I use two different approaches to selecting which variables to use in models:
- Simply create lots of models with different combinations of variables and see which are best on a holdout sample, or
- Perform some sort of feature selection process to narrow down the list of possible variables.
The feature selection can take various forms, but generally starting with a screening process is useful, e.g.:
- Screen fields with a high proportion of missing values
- For categorical variables, screen fields that have too high a proportion of a single value
- Again for categorical variables, screen fields with too many categories
- Perhaps screen fields with not enough variability (using a measure like the coefficient of variation or the standard deviation, or both)
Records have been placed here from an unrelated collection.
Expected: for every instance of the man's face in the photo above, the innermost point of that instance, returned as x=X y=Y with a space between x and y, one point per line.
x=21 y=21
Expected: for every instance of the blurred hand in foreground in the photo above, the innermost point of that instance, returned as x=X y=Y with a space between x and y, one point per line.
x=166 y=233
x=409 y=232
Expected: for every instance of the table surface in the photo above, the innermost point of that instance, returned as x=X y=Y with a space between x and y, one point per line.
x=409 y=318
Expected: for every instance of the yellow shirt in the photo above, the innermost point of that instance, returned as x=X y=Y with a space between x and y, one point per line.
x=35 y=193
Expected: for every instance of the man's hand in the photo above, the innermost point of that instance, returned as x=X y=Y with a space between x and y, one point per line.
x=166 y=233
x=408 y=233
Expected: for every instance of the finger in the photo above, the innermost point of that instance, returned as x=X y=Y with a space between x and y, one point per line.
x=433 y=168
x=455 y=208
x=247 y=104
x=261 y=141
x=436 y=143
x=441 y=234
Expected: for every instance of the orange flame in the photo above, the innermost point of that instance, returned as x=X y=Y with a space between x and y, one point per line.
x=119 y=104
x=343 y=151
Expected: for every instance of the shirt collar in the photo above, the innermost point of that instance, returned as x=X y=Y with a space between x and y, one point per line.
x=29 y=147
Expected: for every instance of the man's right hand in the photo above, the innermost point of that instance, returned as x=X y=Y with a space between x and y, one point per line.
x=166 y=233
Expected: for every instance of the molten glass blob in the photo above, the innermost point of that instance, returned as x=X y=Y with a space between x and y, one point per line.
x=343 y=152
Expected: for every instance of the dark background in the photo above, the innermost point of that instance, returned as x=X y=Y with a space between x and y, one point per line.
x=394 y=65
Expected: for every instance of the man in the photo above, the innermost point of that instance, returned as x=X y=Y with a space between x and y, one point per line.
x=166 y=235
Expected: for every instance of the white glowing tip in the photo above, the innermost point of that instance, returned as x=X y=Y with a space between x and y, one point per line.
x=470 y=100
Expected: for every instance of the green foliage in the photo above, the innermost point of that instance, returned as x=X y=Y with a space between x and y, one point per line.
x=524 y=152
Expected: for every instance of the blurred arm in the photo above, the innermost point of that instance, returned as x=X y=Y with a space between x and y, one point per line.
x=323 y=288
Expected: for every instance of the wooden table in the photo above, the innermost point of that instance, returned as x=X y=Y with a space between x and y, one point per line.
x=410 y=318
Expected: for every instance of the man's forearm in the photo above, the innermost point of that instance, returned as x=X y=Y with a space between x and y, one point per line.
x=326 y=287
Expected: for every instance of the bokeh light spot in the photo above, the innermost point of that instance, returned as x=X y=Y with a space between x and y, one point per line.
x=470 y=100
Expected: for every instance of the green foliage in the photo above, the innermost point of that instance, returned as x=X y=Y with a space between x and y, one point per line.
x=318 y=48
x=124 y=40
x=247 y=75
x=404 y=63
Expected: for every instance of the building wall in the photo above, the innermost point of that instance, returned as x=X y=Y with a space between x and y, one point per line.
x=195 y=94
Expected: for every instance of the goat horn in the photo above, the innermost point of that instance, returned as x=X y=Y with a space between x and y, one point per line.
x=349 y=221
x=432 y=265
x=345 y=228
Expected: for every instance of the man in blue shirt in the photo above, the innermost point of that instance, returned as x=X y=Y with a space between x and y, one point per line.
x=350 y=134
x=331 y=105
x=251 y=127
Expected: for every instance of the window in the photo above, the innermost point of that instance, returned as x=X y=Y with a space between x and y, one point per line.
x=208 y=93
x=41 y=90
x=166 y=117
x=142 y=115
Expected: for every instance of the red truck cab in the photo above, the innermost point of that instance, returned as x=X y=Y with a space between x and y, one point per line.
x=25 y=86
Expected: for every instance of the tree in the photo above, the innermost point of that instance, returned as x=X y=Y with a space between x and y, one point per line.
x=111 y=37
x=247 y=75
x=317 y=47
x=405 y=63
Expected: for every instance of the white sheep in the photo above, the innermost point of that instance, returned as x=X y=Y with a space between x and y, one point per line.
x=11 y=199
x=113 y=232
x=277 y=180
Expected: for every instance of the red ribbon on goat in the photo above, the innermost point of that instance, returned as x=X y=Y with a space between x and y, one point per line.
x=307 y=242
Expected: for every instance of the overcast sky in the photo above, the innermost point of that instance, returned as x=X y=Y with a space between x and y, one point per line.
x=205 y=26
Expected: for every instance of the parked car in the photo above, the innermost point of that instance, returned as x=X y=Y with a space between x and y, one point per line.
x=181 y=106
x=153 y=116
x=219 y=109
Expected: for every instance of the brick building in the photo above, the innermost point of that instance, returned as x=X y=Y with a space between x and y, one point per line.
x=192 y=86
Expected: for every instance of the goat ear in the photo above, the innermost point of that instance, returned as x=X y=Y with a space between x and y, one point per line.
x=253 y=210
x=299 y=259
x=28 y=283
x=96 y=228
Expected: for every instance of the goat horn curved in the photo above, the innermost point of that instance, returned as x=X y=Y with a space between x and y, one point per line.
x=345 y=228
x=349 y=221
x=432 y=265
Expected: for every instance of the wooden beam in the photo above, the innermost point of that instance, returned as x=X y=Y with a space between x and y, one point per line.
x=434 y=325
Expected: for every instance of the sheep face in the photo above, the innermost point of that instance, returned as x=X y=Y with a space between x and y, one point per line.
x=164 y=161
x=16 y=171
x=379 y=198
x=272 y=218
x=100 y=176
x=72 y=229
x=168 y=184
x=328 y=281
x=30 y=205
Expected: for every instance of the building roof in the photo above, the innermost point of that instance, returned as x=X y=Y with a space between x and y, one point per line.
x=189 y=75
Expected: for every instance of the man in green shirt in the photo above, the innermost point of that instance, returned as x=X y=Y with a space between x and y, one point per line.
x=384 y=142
Then it is helpful to assign the variables a measure of "importance". Again, there are many ways that this can be done, depending on whether your variables are categorical or continuous. A useful definition is:
Importance. A measure used to rank fields or results on a percentage scale, defined broadly as 1 minus the p value, or the probability of obtaining a result as extreme or more extreme than the observed result by chance alone. The measure used to rank importance depends on whether the predictors and the target are all categorical, all numeric ranges, or a mix of range and categorical. Despite the differences in computation, the use of a standard percentage scale allows comparisons across different types of fields and results.
In addition to simply selecting existing variables you might also choose to modify them; either by cleaning the data (always a good idea anyway), perhaps binning values, recoding, etc. Or by performing an operation such as principle components analysis to reduce dimensionality. This is also a very useful technique if you have lots of multicollinearity in your dataset.